The exhibition Unerasable Memories is part of a growing set of strategies designed to keep the collection of Associação Cultural Videobrasil active and in touch with the world. Most of the three thousand pieces in the collection have featured in the competitive shows of the Contemporary Art Festival Sesc_Videobrasil since the 1980s; others have been donated by artists who deemed it important for their work to be represented in it; and others still are recordings, performances,interviews,and documentaries produced by the institution.

Although the Collection incorporates international video art classics, its greatest strength is the fact that it contains the memory of audiovisual production from the geopolitical South of the world, the focus of the show Southern Panoramas: Latin America, Africa, Eastern Europe, Asia, and the Middle East.

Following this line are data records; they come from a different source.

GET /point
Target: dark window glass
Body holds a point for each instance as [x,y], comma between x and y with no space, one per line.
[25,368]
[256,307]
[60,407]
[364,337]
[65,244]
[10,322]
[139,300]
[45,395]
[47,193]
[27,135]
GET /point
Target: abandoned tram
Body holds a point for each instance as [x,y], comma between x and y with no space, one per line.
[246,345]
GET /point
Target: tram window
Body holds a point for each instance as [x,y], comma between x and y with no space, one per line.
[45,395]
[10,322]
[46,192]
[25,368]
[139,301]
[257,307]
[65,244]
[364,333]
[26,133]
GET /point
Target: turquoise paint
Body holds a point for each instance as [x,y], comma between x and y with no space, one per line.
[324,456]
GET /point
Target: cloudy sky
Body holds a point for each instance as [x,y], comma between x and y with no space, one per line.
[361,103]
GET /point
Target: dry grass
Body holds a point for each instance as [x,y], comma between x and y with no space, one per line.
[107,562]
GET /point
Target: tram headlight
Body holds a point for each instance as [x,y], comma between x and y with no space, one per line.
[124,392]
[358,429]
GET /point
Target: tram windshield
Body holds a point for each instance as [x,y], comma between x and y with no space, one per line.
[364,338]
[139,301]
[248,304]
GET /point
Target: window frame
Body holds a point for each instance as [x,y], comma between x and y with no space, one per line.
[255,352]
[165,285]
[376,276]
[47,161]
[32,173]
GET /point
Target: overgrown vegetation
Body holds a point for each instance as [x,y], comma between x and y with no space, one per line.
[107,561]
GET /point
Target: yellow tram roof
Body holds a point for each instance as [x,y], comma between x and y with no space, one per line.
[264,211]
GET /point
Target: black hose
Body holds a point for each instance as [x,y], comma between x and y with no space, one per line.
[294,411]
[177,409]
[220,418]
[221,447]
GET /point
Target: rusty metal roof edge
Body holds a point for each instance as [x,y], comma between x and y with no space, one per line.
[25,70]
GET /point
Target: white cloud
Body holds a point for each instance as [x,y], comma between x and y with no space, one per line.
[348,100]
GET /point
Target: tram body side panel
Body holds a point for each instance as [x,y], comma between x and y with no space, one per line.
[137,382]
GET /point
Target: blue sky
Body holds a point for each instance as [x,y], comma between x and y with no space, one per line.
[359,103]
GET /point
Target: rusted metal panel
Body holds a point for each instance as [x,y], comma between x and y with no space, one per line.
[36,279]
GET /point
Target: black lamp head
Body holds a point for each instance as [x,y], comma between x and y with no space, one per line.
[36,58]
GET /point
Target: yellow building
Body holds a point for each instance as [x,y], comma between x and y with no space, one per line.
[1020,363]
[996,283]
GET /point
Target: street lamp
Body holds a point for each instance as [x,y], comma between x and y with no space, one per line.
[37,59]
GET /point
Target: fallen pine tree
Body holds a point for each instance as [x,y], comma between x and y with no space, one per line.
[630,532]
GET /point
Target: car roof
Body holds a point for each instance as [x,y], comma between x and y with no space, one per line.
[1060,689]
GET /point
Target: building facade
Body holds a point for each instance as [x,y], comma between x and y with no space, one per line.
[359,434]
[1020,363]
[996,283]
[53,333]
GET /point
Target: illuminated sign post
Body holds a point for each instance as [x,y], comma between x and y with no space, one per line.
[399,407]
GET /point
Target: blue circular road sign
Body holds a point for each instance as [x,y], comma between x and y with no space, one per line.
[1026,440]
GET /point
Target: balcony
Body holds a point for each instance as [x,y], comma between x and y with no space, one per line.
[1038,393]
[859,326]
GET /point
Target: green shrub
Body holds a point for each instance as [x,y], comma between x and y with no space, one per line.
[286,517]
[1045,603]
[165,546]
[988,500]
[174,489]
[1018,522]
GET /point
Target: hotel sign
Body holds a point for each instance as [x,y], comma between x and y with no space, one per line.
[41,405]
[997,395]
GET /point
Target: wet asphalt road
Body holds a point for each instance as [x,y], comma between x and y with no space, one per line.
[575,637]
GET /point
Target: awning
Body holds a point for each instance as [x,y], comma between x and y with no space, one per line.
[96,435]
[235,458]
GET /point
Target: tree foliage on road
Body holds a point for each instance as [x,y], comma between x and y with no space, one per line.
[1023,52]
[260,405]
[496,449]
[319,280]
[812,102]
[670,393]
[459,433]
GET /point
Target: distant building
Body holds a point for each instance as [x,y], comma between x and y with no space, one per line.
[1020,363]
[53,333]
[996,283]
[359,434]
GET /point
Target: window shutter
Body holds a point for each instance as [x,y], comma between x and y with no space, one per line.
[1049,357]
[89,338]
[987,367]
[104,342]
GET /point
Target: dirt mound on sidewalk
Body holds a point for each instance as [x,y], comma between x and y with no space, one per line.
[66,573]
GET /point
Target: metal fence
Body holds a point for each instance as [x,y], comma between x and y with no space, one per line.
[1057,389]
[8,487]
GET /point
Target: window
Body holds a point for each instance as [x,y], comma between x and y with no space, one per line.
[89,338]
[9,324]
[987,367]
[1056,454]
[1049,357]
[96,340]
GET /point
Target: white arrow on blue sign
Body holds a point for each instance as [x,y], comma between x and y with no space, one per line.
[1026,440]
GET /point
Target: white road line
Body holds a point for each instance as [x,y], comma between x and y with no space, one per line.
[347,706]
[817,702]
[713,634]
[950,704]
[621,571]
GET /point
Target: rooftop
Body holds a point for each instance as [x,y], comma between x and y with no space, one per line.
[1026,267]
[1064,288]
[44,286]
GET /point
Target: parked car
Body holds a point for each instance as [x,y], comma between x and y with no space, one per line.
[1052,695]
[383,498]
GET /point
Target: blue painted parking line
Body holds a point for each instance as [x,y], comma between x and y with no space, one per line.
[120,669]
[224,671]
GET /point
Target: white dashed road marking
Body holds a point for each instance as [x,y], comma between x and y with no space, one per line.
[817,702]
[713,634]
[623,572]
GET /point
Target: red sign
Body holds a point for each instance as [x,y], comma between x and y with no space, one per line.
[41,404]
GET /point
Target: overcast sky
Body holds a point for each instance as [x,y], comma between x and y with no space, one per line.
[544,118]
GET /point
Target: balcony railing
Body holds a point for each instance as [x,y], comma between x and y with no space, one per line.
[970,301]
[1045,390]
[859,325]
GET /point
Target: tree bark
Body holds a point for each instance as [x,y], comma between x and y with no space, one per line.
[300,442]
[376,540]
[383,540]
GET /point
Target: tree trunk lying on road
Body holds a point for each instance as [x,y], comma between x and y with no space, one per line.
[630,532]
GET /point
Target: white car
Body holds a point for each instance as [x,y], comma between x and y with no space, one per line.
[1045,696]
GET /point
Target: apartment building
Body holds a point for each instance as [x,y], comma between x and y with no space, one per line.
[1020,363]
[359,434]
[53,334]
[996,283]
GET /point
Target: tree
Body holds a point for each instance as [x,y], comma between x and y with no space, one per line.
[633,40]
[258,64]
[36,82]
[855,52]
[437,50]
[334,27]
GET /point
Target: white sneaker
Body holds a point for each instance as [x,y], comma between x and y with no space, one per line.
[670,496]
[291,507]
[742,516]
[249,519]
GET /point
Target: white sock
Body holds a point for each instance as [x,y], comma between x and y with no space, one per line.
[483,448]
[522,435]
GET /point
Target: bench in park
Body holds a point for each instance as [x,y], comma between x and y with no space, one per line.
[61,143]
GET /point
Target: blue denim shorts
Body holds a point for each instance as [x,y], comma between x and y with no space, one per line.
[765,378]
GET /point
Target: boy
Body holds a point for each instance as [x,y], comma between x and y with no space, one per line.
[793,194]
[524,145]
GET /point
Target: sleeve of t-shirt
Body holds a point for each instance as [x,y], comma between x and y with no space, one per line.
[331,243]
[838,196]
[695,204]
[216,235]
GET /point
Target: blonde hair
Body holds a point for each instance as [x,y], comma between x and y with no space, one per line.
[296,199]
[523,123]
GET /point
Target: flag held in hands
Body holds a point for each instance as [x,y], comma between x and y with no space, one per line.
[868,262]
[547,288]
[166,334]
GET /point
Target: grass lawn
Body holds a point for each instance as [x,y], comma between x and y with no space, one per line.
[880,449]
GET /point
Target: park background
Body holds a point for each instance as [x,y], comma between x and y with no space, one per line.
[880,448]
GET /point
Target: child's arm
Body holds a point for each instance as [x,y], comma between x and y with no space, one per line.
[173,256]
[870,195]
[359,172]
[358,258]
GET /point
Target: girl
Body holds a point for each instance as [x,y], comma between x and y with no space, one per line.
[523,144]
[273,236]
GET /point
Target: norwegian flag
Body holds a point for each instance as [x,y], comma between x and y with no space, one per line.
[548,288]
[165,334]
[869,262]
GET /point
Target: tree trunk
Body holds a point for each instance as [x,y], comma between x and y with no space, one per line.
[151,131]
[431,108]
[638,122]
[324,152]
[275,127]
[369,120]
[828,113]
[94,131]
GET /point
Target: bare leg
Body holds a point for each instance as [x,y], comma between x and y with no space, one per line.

The importance of these growing contents and the need to preserve them contributed to the decision of establishing Associação Cultural Videobrasil, twenty years ago. Keeping the technical apparatus required in order to maintain a collection of this sort updated is a constant challenge, but the collection poses an even more crucial question: how can these artworks converse with contemporary art productions and be at the reach of those who research and think about art?

In response, we have concentrated our efforts in weaving the artwork into a sophisticated web of related contents, such as references and critical texts—a case in point is platform:vb, an online tool for research and curating exercise based on the collection. Adding to this work is the constant exercise of casting new gazes upon the artwork.

Unerasable Memories, as well as the activating actions programmed to happen at the Knowledge Zone room, are born out of the perspective of exploring the Collection's vast potential to feed into curating and research projects. Agustín Pérez Rubio, for ten years the curator of the Contemporary Art Museum of Castilla y León (MUSAC) and recently appointed director of Buenos Aires’ MALBA, has culled artworks from the collection which, though made in different places over a thirty-year timespan, are all concerned with retrieving from erasure uncomfortable memories of conflicts, persecution, and violence.

The first experiment involving the Videobrasil Collection and a guest curator, Unerasable Memories will be shown at institutions in Europe, Africa, and Latin America between 2015 and 2016, starting at MALBA (Museo de Arte Latinoamericano de Buenos Aires, Argentina) and MARCO (Museo de Arte Contemporánea de Vigo, Spain). The exhibition could not have been a better example of the potential of the collection—that is, of the artists from the geopolitical South—to feed into the debate about the connections between art production and contemporary reality.